8. J.J. Watt - A player like Watt comes to a franchise once in a lifetime. While to ownership, the franchise is nothing more than yet another business they own that should produce a profit, maximizing the star power of a player like Watt is Business 101. Instead, the Texans have utterly squandered his career to the point Watt allegedly wants out of Houston because he sees no light at the end of the tunnel McNair is driving the team down. Any team with solid leadership could have built a Super Bowl champion squad around J.J. Watt and Deshaun Watson years ago...but the Texans clearly lack that leadership ability.

9. Jack Easterby -Having a team chaplain to boost morale and help the mental well-being of the players isn’t a bad idea. Giving that guy the level of power and influence Easterby allegedly has within the Texans is unprecedented and indefensible. Cal McNair should have cleaned house at the end of the 2019 playoffs, with Easterby joining O’Brien and everyone else associated with him in the unemployment line.

10. Cal McNair - Having never met the man, making judgment calls on his intellect, level of passion for the team, desire to provide the City of Houston with its first Super Bowl Championship, and other such things is literally taking shots in the dark. However, just as we can tell the sun exists because of the gravitational pull it has on all the planets, the event horizon of McNair’s leadership is clearly visible in all the things listed above.
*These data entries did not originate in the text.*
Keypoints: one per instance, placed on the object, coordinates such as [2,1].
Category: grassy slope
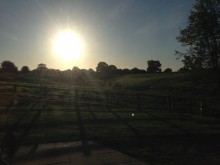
[166,84]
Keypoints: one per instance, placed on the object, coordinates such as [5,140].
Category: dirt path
[71,153]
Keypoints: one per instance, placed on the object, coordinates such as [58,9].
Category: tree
[153,66]
[167,70]
[202,36]
[102,67]
[8,66]
[41,67]
[25,69]
[112,69]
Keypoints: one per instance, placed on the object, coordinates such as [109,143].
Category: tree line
[201,37]
[102,68]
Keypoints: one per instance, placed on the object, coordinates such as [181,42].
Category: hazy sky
[125,33]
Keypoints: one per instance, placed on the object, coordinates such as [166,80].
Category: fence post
[201,108]
[15,88]
[168,103]
[41,90]
[76,98]
[107,99]
[172,104]
[138,101]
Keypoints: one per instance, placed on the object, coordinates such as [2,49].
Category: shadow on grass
[125,123]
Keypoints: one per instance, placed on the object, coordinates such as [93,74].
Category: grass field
[151,132]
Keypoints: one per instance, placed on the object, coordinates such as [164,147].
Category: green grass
[153,134]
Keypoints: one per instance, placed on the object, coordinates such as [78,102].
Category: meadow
[158,118]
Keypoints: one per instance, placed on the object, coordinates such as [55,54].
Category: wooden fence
[82,98]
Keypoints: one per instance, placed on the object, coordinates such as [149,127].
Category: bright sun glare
[68,45]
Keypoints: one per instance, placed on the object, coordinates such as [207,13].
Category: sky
[125,33]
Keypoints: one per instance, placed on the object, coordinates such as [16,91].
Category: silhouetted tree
[41,67]
[167,70]
[112,69]
[102,67]
[183,69]
[202,36]
[153,66]
[25,69]
[126,71]
[8,66]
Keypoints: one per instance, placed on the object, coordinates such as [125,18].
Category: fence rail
[93,98]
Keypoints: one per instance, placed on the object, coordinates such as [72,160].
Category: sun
[68,45]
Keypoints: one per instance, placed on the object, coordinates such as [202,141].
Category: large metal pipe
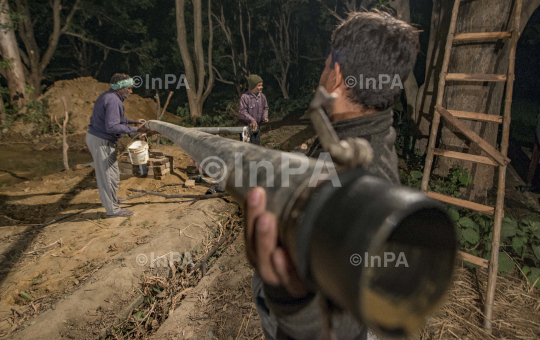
[218,130]
[329,227]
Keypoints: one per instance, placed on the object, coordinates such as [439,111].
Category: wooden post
[65,146]
[440,95]
[499,209]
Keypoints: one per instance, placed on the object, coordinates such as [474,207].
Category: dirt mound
[81,94]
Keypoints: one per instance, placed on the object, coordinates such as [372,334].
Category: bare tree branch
[101,44]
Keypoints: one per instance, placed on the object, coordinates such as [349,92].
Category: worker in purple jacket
[254,108]
[107,125]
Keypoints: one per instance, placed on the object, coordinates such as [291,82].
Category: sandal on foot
[121,213]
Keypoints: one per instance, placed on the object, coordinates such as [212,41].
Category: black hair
[118,77]
[370,44]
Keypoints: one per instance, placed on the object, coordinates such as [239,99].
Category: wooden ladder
[497,158]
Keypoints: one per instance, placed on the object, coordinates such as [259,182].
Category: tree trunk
[195,69]
[403,12]
[10,51]
[473,58]
[34,62]
[65,146]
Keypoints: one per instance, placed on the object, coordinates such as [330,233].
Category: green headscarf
[123,84]
[253,80]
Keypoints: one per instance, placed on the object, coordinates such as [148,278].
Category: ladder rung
[462,203]
[473,259]
[464,156]
[482,36]
[490,150]
[477,116]
[476,77]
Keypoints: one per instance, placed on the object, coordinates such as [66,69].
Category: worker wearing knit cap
[253,107]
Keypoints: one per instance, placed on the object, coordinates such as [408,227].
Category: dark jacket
[286,317]
[252,108]
[108,119]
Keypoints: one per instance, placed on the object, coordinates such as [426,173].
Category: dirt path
[86,262]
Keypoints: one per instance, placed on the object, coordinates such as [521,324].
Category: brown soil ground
[80,95]
[85,281]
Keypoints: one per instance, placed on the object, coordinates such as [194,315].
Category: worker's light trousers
[107,174]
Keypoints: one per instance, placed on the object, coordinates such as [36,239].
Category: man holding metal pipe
[254,108]
[366,45]
[107,125]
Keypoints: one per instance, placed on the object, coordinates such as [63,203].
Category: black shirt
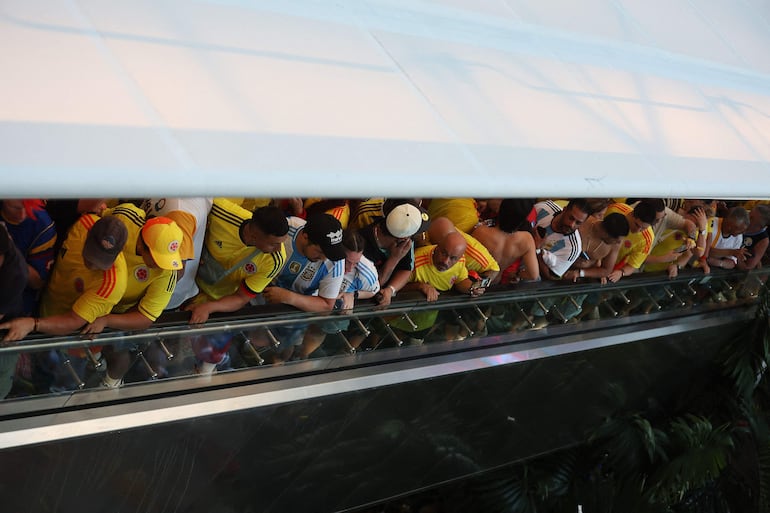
[13,276]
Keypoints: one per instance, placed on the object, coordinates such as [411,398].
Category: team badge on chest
[141,273]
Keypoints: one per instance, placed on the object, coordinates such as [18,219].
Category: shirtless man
[506,245]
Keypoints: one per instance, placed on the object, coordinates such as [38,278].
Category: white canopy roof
[354,98]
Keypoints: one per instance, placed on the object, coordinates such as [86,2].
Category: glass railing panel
[264,337]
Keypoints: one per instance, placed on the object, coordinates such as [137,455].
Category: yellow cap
[163,237]
[188,224]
Actions, as they say, speak louder than words and Cal’s actions are not those of a business savvy, keen intellect impassioned to build a top notch organization. No, he’s not a member of the Rooney family, or even Al Davis for that matter. And, with history as the only predictor of the future, Cal McNair will never overcome his shortfalls in leadership to bring a Lombardi Trophy home to H-Town.

There you have a veritable mountain of evidence for the need for new ownership. What do you think? Feel McNair is just fine? Want someone like Mark Cuban to buy the Texans?